Wheal Owles mine - Botallack
Bodmin is the former county town of Cornwall. It was one of the few Cornish towns to be recorded in the Domesday Book, which was actually lodged in the town’s prison during the First World War. The name is derived from Bod-minachau, meaning the home of monks, suggesting that it was originally a religious settlement. The entry in the Domesday Book records that the town was held by St Petroc’s Church and that there were 68 houses and a market in the 11th century.


Liskeard was originally Liscarret and was one of the holdings of the Count of Mortain when it was recorded in the Domesday Book. At that time it boasted a market, a mill and 250 sheep. It received its first charter in 1240 from Richard, Earl of Cornwall. Later it became one of the county’s coinage towns, returning 2 MPs until the first half of the 19th century. The mining industry played an important part in the town’s development, and in 1828 a canal was built, enabling ore and stone to be carried to Looe.

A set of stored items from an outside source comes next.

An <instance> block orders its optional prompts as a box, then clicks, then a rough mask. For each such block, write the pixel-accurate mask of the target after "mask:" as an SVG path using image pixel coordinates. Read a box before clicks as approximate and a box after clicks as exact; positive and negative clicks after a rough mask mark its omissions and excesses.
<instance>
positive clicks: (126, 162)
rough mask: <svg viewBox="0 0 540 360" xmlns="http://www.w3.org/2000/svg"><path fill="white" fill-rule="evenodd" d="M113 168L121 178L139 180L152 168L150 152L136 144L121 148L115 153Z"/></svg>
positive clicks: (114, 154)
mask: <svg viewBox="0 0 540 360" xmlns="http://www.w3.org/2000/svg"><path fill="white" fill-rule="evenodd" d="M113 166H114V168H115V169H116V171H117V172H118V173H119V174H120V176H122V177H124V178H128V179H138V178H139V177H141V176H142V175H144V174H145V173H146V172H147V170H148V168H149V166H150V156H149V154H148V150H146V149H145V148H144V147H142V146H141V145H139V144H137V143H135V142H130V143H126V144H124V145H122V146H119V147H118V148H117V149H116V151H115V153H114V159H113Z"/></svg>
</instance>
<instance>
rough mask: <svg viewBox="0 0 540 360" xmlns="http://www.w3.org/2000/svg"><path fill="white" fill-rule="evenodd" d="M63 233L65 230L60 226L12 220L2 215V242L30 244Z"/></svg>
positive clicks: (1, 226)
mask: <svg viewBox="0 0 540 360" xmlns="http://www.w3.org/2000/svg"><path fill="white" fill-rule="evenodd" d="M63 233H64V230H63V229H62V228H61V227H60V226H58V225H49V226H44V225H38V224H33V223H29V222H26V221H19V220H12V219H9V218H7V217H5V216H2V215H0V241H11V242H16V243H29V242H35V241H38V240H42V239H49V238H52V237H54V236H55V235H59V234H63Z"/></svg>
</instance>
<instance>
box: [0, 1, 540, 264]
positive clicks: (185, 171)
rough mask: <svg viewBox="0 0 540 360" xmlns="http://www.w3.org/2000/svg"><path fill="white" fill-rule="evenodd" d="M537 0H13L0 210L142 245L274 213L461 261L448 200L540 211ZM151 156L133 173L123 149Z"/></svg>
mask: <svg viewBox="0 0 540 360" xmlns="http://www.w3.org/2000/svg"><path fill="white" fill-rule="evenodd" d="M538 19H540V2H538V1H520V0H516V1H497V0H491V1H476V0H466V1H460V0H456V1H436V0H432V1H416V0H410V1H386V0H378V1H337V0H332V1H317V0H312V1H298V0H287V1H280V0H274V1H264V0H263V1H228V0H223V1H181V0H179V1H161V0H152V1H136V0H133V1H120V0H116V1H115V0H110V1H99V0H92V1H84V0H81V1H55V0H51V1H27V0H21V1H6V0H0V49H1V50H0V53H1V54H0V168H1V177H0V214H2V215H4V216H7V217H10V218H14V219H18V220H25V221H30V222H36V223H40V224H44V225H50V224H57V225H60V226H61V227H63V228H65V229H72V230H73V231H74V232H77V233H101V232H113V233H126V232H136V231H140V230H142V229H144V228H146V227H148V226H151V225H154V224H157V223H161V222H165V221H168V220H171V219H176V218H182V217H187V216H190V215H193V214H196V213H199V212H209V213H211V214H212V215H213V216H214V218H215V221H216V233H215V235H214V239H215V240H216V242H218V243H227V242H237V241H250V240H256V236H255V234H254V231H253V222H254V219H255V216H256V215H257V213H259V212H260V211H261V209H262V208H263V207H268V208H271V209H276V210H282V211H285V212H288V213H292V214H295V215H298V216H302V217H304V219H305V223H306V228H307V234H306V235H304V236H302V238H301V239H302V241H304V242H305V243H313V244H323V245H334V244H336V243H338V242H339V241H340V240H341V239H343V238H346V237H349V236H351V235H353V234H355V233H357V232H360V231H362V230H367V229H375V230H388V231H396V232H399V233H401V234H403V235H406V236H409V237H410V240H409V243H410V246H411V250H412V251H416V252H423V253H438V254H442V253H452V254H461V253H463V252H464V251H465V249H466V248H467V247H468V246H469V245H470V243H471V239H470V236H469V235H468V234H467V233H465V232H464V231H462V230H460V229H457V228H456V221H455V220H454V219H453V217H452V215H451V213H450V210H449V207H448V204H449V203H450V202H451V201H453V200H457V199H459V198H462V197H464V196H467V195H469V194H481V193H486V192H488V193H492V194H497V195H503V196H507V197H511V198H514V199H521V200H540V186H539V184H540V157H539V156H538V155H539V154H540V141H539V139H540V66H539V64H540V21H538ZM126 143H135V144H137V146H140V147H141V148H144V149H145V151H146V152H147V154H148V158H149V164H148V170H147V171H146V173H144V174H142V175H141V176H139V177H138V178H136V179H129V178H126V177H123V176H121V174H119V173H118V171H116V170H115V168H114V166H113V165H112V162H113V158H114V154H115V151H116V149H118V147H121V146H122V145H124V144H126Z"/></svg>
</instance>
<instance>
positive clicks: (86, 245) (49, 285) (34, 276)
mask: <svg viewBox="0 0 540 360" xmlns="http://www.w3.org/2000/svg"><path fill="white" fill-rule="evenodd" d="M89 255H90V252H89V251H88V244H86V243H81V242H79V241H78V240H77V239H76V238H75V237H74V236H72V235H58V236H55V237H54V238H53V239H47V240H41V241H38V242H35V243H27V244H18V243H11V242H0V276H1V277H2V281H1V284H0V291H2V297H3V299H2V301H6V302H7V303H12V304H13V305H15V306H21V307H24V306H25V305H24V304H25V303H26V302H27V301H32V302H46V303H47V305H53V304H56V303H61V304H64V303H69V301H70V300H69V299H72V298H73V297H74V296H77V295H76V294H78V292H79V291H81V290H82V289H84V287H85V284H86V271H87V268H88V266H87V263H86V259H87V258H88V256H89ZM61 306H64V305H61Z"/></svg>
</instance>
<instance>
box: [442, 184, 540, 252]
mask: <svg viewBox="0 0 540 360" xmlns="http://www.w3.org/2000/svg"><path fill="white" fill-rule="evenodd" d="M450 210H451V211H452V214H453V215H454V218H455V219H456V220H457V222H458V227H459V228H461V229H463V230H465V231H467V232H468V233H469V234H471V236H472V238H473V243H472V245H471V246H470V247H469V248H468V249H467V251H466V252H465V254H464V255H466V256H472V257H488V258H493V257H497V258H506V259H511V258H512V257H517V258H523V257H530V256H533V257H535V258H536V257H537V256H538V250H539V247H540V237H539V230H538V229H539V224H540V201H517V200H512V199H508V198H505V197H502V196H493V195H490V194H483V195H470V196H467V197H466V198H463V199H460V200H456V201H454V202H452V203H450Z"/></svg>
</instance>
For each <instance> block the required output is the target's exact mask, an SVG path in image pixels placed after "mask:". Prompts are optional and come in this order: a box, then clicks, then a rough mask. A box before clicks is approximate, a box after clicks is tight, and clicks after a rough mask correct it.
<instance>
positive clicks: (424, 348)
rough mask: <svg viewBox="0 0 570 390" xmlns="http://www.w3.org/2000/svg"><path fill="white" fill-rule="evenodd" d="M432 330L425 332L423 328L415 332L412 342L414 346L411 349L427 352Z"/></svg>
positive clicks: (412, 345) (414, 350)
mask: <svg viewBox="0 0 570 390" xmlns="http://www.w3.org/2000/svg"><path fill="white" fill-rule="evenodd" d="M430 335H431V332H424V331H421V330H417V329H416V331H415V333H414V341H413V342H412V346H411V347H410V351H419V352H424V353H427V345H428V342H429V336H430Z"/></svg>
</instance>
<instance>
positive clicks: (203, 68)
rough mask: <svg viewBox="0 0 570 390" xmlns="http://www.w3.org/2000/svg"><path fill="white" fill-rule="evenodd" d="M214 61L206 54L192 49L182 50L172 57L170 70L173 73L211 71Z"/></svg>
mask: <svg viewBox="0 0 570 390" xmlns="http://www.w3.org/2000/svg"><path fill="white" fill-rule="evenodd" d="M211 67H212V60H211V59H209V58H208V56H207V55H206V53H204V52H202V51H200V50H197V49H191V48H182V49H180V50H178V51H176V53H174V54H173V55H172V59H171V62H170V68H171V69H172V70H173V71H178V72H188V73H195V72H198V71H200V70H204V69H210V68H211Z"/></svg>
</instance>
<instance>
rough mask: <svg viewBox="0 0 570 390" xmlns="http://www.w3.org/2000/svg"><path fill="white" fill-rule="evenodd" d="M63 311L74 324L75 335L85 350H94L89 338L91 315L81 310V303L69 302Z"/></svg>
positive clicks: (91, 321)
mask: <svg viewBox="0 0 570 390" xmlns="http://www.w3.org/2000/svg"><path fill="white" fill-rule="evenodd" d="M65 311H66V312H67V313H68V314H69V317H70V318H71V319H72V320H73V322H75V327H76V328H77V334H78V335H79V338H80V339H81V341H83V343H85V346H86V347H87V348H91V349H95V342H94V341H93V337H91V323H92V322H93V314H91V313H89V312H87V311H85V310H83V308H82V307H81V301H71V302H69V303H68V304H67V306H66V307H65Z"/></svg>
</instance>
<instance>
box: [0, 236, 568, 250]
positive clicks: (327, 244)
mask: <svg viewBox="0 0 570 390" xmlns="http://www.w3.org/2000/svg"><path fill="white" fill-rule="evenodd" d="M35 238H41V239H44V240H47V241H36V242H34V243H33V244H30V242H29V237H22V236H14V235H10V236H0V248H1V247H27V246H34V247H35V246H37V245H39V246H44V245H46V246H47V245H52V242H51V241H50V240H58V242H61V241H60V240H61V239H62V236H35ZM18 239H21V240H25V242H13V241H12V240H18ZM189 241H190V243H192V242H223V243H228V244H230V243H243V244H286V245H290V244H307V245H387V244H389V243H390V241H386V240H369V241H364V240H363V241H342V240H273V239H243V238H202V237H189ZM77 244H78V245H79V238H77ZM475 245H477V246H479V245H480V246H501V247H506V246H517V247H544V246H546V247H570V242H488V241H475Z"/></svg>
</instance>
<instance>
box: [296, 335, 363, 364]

Helston was granted its charter in 1201 and was originally a thriving port. However, as the river Cober silted up over the years, the port gradually ceased to be. Coinagehall Street recalls the days when this was one of the stannary towns. Today it is probably most famous for the Furry or Floral Dance which takes place in May of each year.


Coinage Hall Truro
Coinage Hall, Truro
Truro is the only city in Cornwall and its most striking feature is the Cathedral, with its green spire and gothic appearance. The city’s heritage is as a market and stannary town and port dating back over 800 years, booming during the tin mining era. In the early days of the city, there was a Norman castle overlooking the river. Nothing remains of this today apart from the name of a street and a hill. During the Civil War, Truro declared for the Royalists and, for a short time housed the Royalist mint. In those days there was constant rivalry between Truro and Falmouth, particularly over control of the river.